Document Type : Research Paper

Authors

1 Ph.D. Student in Deliberation and Measuring, Allameh Tabataba’i University, Tehran, Iran

2 Associate Professor, Department of Deliberation and Measuring, Allameh Tabataba’i University, Tehran, Iran

3 Professor, Department of Deliberation and Measuring, University of Tehran, Tehran, Iran

4 Professor, M Department of Deliberation and Measuring, Allameh Tabataba’i University, Tehran, Iran

Abstract

Identifying distractors as sources of Differential Item Functioning(DIF) in polyotomous items has great importance to designers and analysts. Although DIF is one of the common methods for examining the measurement invariance, It is accompanied by challenges and limitations, especially in multiple choice items. The purpose of this study was to assess the performance of Nested logit Model(NLM) for detecting Differential Distractor Functioning(DDF) by using experimental (simulated data) and descriptive-analytical (real data) methods.

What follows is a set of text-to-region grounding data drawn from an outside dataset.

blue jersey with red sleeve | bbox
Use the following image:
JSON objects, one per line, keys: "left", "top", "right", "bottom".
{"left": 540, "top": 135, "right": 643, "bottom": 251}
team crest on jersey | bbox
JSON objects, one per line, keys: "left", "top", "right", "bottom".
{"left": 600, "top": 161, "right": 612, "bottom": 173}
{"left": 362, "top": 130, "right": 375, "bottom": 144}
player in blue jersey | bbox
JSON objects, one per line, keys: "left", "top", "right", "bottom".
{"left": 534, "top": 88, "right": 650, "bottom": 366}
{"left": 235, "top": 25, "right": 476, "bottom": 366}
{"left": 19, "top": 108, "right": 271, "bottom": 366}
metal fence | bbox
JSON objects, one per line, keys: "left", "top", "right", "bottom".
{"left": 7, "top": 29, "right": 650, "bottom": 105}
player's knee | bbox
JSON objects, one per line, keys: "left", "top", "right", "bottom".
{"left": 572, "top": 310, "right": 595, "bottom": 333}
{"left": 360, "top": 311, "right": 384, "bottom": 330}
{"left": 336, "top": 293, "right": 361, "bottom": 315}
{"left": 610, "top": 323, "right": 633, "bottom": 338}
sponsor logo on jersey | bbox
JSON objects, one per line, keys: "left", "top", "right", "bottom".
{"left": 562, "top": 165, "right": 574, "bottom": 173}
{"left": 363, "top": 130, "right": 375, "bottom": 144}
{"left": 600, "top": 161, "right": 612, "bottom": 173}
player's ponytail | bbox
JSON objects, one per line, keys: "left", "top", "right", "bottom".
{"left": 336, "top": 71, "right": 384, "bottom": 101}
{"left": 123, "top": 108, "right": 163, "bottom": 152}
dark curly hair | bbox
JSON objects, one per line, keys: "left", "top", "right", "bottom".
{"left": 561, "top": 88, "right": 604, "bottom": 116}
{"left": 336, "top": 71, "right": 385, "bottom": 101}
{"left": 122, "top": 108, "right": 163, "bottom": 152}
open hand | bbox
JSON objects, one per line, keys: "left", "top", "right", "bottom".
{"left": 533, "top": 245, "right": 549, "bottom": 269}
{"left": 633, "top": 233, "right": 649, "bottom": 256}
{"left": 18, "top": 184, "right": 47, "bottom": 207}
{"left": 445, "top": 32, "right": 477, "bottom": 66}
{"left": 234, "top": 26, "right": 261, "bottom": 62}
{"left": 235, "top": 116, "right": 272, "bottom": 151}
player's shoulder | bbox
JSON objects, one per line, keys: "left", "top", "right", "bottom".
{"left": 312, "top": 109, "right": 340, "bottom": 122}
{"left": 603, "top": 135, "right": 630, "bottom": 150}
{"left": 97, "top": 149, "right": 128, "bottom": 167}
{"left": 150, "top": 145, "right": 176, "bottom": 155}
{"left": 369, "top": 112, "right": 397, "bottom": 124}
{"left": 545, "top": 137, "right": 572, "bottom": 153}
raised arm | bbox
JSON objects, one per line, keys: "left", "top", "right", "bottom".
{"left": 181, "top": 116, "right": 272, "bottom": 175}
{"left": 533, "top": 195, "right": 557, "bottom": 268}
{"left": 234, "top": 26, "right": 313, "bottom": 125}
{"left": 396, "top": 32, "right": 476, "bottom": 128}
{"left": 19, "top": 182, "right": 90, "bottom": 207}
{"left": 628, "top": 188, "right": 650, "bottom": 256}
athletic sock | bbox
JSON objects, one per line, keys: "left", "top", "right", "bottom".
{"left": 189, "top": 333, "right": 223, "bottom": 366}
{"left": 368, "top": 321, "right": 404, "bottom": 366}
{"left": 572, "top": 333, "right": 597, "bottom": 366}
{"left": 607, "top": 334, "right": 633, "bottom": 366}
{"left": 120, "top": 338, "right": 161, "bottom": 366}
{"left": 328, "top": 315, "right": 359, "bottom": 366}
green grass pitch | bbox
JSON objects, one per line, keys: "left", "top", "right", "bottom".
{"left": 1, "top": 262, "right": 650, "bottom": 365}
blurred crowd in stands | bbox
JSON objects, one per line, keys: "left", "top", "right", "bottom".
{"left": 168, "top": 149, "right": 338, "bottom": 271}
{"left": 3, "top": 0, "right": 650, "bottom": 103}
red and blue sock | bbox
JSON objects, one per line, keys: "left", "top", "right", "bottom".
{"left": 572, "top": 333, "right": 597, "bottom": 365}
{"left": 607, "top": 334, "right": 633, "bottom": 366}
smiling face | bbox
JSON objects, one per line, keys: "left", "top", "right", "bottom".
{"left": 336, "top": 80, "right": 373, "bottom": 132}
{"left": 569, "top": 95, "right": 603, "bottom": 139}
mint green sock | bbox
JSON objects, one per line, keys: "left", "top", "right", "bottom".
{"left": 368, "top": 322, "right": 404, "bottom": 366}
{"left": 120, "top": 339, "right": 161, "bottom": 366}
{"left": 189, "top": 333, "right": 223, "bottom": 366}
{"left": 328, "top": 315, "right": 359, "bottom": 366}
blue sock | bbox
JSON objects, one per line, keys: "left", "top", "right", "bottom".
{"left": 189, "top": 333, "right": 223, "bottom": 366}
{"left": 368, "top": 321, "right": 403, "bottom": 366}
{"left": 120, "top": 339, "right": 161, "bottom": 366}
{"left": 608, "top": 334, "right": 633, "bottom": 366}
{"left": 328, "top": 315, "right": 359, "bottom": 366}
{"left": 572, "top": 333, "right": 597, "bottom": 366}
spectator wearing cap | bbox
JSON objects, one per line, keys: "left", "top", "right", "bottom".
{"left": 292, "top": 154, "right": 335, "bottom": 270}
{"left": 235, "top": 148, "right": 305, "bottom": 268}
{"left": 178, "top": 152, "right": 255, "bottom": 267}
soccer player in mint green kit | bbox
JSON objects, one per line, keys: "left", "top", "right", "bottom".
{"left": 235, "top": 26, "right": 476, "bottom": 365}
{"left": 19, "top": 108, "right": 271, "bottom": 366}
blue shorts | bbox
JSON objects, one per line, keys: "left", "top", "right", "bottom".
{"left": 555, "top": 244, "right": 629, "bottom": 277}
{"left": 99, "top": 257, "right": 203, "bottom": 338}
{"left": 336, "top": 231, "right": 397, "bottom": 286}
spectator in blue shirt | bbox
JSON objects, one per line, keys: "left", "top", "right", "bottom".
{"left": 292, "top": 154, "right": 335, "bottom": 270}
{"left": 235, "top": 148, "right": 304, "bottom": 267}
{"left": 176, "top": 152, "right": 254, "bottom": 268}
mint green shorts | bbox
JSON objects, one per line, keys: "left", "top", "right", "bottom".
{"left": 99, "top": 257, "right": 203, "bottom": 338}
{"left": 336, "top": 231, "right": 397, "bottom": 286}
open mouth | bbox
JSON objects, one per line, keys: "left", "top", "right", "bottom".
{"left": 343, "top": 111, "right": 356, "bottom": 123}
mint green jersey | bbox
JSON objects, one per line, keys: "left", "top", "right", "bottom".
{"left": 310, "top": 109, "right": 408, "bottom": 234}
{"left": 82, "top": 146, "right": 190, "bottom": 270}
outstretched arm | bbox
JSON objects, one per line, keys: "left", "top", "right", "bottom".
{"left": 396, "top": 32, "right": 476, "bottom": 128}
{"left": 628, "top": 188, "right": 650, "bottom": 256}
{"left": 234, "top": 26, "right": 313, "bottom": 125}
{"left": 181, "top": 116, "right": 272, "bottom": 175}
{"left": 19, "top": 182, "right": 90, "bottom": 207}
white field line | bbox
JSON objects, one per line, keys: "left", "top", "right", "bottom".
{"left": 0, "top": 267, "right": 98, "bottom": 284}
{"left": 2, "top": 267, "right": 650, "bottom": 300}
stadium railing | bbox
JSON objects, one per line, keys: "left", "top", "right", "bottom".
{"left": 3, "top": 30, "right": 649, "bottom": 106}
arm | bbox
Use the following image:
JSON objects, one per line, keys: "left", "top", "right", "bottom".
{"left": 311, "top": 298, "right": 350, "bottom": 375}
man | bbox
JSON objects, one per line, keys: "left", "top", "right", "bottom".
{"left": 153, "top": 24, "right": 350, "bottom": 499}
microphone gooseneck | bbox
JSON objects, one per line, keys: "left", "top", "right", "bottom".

Six items were simulated under different conditions of difficulty and slope, ability distribution, presence or absence of DIF/DDF, and DIF/DDF magnitude, with a sample size of 2000 and 50 replicates. The data of Math Entrance Exam (D-form,2018), with a random sample of 2000 men and women constituted the real data. Based on the results of the simulation analysis: The NLM revealed 88% of DIF and 97% of DDF, on average. the Type I error rates is very close to the theoretical expected values, although it showed some inflation in unequal distribution conditions. according to the findings, the detection rate was influenced by the item parameters(difficulty and slope) and the DIF or DDF levels. Based on real data analysis, 2 items represented both DIF(Large and Medium) and DDF (Partial to Moderate) simultaneously, whereas in the NRM approach, 11 items detected as DIF/DDF; so, as expected the approaches based on “divided by distractor” strategy, fewer items were detected as DIF/DDF. The NLM approach, while separating the DDF from the DIF test, allows for a clear evaluation of whether the distractor may be responsible for DIF. Since high-stakes tests have a special role in selection and DIF and DDF analyzes have a special place in determining the validity and measurement invariance of these exam items, it is recommended to screen the bias items, DIF/DDF comprehensive analyzes based on NLM be used.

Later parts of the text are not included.